Dali also became part of P. Diddy’s production team for about three years in New York and L.A. with producers Sean C. and L.V., and today, he still works with the duo in L.A. under his production company, Stable Genius Group LLC. Of his experience with Diddy, he says, “He’s a very musically conscious person; he knows what’s going on, so it’s hard to get anything past him. That kind of prepared me to be in any room and with Beyoncé, which was amazing.”
Aside from his work on Renaissance, the resourceful producer remains busy. He produced two tracks on Sons of Silverton’s God God Us, and he and L.V. co-produced two tracks on the third installment of Black Thought’s Streams of Thought, Vol. 3: Cane & Able—“Good Morning,” featuring Pusha T, Swizz Beats, and Killer Mike, and “Quiet Trip” featuring Portugal.

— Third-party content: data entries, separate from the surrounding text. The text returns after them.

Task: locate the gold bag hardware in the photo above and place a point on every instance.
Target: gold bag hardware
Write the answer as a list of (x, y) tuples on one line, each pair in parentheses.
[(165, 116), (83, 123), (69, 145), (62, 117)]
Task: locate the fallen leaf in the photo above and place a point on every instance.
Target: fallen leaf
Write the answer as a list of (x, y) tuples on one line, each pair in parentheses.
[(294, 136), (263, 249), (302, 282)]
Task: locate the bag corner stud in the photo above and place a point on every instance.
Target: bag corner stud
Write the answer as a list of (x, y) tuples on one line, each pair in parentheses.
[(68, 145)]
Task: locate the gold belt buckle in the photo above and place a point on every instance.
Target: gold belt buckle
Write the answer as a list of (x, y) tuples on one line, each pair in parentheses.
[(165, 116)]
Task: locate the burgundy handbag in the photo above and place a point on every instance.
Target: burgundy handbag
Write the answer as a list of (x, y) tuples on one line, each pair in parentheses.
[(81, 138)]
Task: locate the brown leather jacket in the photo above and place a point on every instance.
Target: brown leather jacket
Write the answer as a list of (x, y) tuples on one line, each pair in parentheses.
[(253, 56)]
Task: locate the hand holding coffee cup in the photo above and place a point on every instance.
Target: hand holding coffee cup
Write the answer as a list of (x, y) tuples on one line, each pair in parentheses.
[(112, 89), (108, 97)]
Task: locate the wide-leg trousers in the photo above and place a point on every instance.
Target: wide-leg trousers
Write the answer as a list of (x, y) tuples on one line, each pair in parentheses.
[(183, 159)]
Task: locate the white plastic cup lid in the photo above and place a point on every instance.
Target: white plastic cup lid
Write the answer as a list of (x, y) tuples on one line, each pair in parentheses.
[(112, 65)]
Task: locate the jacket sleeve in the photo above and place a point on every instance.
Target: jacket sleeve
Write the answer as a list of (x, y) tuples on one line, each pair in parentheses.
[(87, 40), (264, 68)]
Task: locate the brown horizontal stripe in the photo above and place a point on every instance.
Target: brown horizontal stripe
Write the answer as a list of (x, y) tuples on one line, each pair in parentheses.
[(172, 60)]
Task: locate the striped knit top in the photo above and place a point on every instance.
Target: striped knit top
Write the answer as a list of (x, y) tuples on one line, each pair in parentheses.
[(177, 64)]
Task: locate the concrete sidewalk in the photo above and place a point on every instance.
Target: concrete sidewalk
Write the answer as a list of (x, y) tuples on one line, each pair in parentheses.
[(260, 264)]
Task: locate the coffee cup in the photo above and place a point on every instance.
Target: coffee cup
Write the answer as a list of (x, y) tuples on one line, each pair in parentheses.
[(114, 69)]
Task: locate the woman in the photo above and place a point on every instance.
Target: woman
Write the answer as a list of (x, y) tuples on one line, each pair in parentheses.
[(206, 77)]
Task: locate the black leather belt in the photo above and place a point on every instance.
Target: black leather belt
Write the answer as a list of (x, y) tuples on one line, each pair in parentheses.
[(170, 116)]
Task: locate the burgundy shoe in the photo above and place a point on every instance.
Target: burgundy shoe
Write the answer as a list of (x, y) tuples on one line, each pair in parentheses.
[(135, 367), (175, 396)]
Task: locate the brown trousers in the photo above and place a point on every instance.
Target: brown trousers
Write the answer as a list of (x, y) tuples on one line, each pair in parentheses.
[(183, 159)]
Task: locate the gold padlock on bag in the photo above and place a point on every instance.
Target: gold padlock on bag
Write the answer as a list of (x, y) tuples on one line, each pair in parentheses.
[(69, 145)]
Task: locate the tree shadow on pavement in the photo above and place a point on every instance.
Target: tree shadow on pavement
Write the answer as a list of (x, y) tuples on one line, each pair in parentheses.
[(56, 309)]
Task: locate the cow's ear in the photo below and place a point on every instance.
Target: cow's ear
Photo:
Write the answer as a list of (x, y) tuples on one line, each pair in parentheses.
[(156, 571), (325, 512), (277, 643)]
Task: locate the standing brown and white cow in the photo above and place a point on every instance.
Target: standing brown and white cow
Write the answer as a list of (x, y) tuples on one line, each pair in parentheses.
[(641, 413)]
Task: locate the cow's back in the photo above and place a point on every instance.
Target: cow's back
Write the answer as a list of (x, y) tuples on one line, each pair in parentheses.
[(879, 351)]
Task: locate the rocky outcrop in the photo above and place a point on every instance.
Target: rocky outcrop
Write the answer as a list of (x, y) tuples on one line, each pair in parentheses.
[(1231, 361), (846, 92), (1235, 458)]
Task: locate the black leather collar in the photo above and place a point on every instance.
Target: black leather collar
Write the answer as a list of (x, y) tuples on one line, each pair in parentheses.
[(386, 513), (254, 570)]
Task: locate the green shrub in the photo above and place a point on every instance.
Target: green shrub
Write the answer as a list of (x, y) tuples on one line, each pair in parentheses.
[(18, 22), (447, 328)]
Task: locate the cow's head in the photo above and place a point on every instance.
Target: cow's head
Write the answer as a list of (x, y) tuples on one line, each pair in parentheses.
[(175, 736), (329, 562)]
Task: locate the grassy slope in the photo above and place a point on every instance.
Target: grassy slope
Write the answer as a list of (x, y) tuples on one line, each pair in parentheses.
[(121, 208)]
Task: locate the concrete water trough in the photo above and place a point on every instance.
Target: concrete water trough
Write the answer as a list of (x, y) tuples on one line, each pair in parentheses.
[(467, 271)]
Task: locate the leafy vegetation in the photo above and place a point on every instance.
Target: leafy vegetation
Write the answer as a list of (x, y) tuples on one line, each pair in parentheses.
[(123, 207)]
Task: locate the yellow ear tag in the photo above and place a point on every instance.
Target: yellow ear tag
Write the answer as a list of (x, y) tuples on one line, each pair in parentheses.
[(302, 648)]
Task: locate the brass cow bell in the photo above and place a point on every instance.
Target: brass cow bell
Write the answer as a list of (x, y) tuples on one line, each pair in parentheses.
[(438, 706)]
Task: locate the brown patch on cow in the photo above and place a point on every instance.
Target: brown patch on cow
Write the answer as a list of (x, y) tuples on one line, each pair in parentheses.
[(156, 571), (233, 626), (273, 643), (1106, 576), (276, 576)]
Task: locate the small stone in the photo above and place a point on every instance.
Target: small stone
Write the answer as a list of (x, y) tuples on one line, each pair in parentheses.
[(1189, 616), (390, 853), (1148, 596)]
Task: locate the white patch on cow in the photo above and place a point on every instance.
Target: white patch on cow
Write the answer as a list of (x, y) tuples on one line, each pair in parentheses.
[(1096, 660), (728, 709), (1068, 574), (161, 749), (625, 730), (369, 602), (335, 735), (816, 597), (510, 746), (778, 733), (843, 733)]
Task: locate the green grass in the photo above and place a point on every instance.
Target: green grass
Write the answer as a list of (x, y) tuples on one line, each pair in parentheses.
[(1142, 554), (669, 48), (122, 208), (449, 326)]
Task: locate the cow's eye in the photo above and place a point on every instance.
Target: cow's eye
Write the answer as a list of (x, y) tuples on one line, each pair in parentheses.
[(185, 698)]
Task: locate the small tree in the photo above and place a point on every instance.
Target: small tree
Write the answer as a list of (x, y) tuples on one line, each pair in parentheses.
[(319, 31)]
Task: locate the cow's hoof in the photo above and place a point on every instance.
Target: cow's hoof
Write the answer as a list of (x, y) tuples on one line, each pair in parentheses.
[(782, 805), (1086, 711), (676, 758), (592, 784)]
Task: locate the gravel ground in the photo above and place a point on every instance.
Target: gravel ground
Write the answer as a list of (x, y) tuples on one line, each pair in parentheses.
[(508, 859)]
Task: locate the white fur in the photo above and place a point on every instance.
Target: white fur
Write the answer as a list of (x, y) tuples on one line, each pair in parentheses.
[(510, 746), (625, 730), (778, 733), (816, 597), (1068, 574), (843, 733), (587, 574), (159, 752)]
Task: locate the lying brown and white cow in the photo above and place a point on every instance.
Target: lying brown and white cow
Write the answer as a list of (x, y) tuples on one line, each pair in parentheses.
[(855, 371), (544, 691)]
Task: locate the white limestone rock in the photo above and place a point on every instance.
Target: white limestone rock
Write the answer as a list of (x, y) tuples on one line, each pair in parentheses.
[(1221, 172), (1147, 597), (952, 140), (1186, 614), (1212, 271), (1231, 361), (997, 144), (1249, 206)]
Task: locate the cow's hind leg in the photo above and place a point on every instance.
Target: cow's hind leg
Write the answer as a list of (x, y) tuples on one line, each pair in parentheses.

The Man. He also produced “Written in the Stars” for Joey Bada$$, which was released in July. Currently, he looks forward to collaborating with local artists, Speed Walton and Brody Merlot, and contributing to the soundtrack of Bruce Willis’s upcoming action thriller, Die Like Lovers.
Overall, Dali’s takeaway from laboring behind the scenes as an engineer was that it wasn’t for him. He compares the grind to being a waiter, and he is empathetic toward an engineer’s essential role.
“If you don’t have a great relationship with the artist you’re recording, you kind of get blamed for everything,” Dali laments. “People are hard on engineers. Like, if the artist sounds bad, it’s the engineer’s fault. If there’s something wrong with the computers, it’s the engineer’s fault. And people feel like they can just talk to engineers however they want to. That didn’t really sit well with my spirit, but what I got from that is I’m a producer and not an engineer. I can engineer but production is my focus.”